What’s interesting? Or rather, what’s most interesting? This most fundamental of questions isn’t one we often directly address when thinking about scientific data, when we’re usually concerned with classification or deriving some global property of the data. But interestingness is important – in my own work with large surveys of the Universe, how interesting a new object is – an exploding star, or a strange galaxy – may determine whether we point telescopes at it, or whether it will languish, unobserved, in a catalogue for decades.

Hanny’s Voorwerp – a light echo lit up by activity in a now-faded quasar – was found early in the Galaxy Zoo project, providing a timely reminder of the importance of finding the unusual things in large datasets!

We’ve learnt how important serendipitous discoveries can be from previous astronomical Zooniverse projects, ranging from Galaxy Zoo’s Green Peas to Boyajian’s Star, ‘the most interesting star in the Milky Way’ (even if it turns out not to host an alien megastructure. With new projects such as the Vera Rubin Observatory’s LSST survey nearly ready to provide an unprecedented flood of information, astronomers around the world are honing their techniques for getting the most out of such large datasets – but the problem of preparing for surprise has been neglected.

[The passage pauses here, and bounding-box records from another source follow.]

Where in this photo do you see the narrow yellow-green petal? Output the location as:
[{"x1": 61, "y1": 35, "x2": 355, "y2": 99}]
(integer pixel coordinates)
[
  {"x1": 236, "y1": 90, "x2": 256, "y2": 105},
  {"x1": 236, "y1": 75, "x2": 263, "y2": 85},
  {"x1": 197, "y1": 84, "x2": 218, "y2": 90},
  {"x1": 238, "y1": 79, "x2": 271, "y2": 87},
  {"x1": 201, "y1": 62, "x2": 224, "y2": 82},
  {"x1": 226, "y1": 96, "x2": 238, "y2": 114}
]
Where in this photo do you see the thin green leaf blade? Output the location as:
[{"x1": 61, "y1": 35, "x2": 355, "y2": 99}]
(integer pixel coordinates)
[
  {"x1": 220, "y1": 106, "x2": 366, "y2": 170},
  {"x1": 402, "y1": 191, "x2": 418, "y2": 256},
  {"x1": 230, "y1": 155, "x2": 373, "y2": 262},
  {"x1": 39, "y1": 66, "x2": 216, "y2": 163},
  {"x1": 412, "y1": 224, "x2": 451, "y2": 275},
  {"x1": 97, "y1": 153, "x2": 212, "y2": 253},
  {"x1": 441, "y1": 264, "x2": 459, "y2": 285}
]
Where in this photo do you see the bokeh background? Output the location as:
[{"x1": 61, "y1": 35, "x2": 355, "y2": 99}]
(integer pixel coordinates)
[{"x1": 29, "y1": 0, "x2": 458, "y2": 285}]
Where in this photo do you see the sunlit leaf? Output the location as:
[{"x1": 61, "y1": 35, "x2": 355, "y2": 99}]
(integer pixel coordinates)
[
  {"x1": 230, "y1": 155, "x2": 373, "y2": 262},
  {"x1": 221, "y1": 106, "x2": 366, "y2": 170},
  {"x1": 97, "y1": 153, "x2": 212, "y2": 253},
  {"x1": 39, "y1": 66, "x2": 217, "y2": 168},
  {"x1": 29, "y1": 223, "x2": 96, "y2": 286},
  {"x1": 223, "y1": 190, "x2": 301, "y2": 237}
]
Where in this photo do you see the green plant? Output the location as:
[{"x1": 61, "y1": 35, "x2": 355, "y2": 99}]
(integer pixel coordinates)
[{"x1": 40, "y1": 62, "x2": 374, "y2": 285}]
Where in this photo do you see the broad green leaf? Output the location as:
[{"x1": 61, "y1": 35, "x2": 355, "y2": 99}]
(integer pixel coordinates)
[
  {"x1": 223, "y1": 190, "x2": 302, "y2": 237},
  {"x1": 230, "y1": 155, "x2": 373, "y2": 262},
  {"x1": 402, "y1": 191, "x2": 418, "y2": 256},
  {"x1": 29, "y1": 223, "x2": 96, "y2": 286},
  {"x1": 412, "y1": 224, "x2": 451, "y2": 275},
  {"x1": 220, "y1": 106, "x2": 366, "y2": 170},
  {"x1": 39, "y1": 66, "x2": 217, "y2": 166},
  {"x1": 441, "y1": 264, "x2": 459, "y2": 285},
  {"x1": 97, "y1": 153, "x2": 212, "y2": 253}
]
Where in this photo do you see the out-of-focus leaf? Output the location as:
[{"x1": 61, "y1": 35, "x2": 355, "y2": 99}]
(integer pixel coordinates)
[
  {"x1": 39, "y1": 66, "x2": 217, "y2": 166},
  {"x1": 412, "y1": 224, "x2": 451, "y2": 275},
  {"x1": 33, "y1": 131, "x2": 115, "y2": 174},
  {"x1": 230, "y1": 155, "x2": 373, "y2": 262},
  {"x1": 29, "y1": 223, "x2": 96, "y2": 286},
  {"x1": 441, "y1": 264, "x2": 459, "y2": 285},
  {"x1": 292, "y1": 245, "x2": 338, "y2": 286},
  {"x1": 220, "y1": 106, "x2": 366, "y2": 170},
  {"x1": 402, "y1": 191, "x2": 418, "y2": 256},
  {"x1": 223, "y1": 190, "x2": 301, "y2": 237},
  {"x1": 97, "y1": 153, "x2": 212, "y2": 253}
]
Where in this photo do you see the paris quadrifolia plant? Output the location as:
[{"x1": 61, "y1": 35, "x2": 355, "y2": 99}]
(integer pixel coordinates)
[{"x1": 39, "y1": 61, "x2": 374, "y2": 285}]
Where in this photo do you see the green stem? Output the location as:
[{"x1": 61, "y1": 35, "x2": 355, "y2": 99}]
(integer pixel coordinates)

In part because it turns out it’s hard to get funding for a search for the unusual, where by definition I can’t say in advance what it is that we’ll find. I’m therefore very pleased the team have received a new grant from the Alfred P. Sloan Foundation to build on the Zooniverse to provide tools designed for serendipity. My hunch is that, as we’ve learnt from so many Zooniverse projects before, a combination of human and machine intelligence is needed for the task; while modern machine learning is good at finding the unusual, working out which unusual things are actually interesting is best left to human intuition and intelligence.

If we think about being ‘unusual’ and being ‘interesting’ as different axes, an interesting space on which to plot our data appears. Modern machine learning is best suited to finding the unusual – but most unusual things are boring artefacts.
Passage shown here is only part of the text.